Kehadiran Sistem Pelayanan Medis Terapung bisa menjadi jawaban bagi permasalahan kesehatan di wilayah Indonesia yang terdiri lebih dari 17.000 kepulauan. Inilah yang memotivasi doctorSHARE merintis dan mempraktikkan pelayanan medis terapung.

Berkas:RSA Nusa Waluya I.jpg
Rumah Sakit Apung (RSA) Nusa Waluya I

Peluncuran RSA Nusa Waluya I yang merupakan RSA kedua ini adalah wujud nyata doctorSHARE dalam menyempurnakan sistem Pelayanan Medis Bergerak Terapung dengan menjalankan program percontohan melalui penerapan sistem ini di wilayah kepulauan dan mengadopsi beberapa desa tanpa/minim fasilitas/tenaga kesehatan.

Tim doctorSHARE melangsungkan pelayanan medis perdana dengan RSA Nusa Waluya I pada 21 – 27 November 2015 di Provinsi Jambi.

RSA Nusa Waluya II

RSA Nusa Waluya II merupakan bakal rumah sakit apung ketiga doctorSHARE yang berbentuk kapal tongkang. Kapal merupakan donasi dari PT Multi Agung Sarana Ananda (PT MASA). Saat ini, tim tengah melakukan pengumpulan dana untuk merombak kapal tersebut menjadi sebuah Rumah Sakit Apung yang akan berkarya di wilayah Kepulauan Maluku.

Dokter Terbang (Flying Doctors)

Dokter Terbang (Flying Doctors) pertama kali dilaksanakan pada tanggal 12 Maret 2015 yang bertepatan dengan program tetralogi pelayanan medis doctorSHARE. Dokter Terbang merupakan salah satu program doctorSHARE yang dibentuk untuk menjawab kebutuhan masyarakat di daerah yang hanya dapat diakses melalui udara atau jalan kaki.[5]

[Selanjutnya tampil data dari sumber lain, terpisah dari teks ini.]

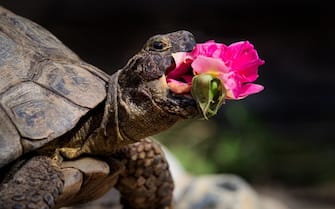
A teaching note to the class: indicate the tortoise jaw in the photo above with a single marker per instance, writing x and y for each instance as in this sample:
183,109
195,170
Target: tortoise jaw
181,104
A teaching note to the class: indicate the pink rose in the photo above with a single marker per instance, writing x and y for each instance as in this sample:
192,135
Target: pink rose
235,65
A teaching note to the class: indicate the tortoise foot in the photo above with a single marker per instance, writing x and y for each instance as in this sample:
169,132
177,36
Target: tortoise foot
146,182
37,184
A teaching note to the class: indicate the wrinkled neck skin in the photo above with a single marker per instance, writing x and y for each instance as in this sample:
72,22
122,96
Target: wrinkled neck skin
131,114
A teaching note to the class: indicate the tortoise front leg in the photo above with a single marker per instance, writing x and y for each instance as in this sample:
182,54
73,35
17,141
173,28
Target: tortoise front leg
36,184
146,182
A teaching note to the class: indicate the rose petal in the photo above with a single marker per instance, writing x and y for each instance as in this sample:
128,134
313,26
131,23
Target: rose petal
248,89
183,62
209,65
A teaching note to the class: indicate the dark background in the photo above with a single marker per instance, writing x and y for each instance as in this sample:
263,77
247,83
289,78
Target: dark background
284,134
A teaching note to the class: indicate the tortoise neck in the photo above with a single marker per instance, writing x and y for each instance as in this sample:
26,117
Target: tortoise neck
110,124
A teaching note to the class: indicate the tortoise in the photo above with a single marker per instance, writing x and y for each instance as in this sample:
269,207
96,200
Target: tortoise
69,132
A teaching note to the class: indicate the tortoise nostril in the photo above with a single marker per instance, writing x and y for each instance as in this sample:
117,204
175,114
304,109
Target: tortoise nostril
230,186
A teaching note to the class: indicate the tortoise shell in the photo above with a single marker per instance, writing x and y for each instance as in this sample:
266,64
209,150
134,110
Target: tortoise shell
44,87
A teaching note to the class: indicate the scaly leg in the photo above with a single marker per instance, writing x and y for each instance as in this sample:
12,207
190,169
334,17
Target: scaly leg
36,184
146,182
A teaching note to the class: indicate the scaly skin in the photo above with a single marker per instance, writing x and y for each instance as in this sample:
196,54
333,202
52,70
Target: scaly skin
138,104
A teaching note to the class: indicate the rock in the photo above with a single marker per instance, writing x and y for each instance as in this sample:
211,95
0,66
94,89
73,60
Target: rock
221,191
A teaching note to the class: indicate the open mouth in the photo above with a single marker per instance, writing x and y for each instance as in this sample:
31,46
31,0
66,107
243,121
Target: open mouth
179,77
179,81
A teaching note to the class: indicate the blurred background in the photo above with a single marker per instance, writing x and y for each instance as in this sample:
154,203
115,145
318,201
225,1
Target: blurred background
280,138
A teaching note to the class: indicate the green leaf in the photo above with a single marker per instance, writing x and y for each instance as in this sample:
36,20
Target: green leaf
208,92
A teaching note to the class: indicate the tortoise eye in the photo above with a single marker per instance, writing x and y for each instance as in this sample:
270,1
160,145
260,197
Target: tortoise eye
159,45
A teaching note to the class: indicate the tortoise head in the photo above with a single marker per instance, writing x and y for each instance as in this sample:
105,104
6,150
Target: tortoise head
146,106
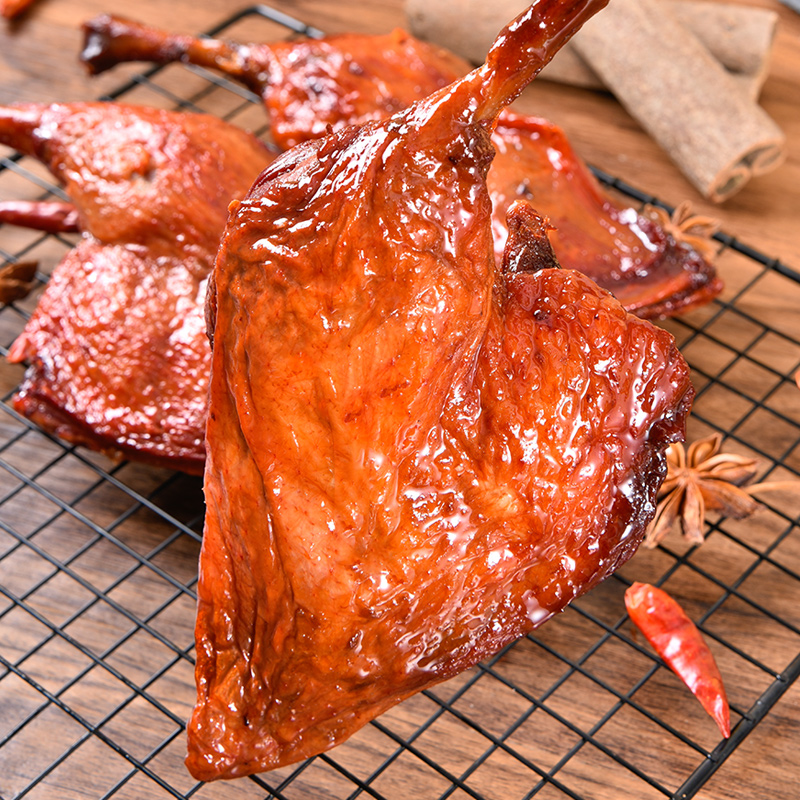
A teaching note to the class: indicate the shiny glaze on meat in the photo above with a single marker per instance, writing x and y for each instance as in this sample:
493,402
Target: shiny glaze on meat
309,84
414,457
119,359
306,84
629,254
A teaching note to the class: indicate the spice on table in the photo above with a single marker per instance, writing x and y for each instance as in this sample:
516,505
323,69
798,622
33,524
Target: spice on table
701,479
692,229
680,644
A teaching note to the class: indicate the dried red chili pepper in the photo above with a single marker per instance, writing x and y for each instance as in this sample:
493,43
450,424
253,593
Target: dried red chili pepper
679,643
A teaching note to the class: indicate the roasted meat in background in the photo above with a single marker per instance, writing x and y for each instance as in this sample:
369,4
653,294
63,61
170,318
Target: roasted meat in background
650,271
119,358
306,85
414,457
340,80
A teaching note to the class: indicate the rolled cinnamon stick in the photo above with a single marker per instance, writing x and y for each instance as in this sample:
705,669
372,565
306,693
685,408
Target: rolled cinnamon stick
662,73
739,37
681,96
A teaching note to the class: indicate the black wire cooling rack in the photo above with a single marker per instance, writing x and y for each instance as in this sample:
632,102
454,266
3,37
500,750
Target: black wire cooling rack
98,569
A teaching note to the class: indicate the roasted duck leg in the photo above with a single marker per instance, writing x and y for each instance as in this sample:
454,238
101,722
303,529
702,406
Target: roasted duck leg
119,359
50,217
340,80
306,85
413,457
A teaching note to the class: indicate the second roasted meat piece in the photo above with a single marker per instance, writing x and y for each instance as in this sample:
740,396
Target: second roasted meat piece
651,271
118,356
308,84
413,457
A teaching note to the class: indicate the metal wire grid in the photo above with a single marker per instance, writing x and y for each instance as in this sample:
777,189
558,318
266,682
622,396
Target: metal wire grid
98,568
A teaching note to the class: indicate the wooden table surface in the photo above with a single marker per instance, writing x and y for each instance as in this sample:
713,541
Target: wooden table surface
38,63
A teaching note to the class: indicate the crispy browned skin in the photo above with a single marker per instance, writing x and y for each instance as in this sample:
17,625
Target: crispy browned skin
631,255
414,458
119,360
340,80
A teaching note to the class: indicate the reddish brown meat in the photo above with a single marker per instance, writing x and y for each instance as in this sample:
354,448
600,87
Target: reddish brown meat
644,267
310,84
51,217
118,355
306,85
414,458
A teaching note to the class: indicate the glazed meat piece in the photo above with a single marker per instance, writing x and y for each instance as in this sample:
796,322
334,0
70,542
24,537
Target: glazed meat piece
50,217
652,272
306,85
413,457
310,84
117,351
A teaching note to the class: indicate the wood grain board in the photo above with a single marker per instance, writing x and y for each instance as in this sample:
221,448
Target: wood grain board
98,561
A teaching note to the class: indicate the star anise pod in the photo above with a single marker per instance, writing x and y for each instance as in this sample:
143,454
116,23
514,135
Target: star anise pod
702,479
695,230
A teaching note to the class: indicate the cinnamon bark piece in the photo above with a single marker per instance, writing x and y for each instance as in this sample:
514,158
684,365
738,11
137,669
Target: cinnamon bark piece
739,37
682,97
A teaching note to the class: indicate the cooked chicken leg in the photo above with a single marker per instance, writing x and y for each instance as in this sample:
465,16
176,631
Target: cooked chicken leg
119,359
414,458
310,84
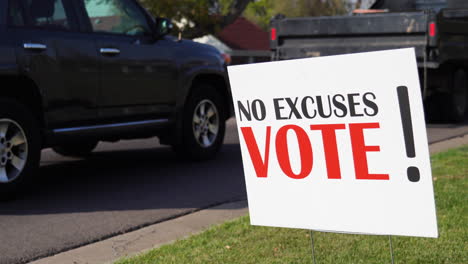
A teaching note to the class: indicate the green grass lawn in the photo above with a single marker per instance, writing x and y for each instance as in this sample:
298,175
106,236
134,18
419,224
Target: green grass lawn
238,242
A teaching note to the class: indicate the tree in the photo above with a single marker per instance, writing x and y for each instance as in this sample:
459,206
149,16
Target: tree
195,18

Kebutuhan akses pelayanan kesehatan dari masyarakat yang tinggal di daerah pegunungan Papua menginspirasi tim doctorSHARE untuk membentuk program ini, guna memenuhi kebutuhan yang tidak dapat dipenuhi oleh RSA.[6] Kehadiran dan dorongan dari beberapa pilot pesawat perintis yang sudah lama melayani daerah pegunungan papua juga semakin menguatkan tim doctorSHARE untuk mencetuskan program Dokter Terbang.

Mengapa Dokter Terbang?

Hasil survei ke beberapa lokasi pegunungan Papua dan jejak pendapat dengan masyarakat serta pihak-pihak terkait menunjukkan bahwa memang program ini yang dibutuhkan untuk menjangkau masyarakat pegunungan yang sangat butuh pelayanan. Program ini merupakan program “jemput bola” yang dapat mendukung program-program pemerintah yang belum dapat menjangkau masyarakat di daerah terpencil tersebut.

Target Dokter Terbang

Target dan sasaran pelayanan ini adalah masyarakat yang berada di daerah terpencil, kesulitan akses pelayanan medis, membutuhkan informasi dan dukungan yang mampu diberikan oleh program ini.

Kegiatan Dokter Terbang

Kegiatan yang dilakukan yaitu pengobatan umum, operasi minor, pendampingan (peyuluhan kesehatan) dan pemberdayaan masyarakat (pelatihan kader lokal). Pemetaan lokasi dan evaluasi pelayanan yang rutin dilakukan diharapkan membuat program ini berkembang sesuai dengan kebutuhan masyarakat yang dilayani.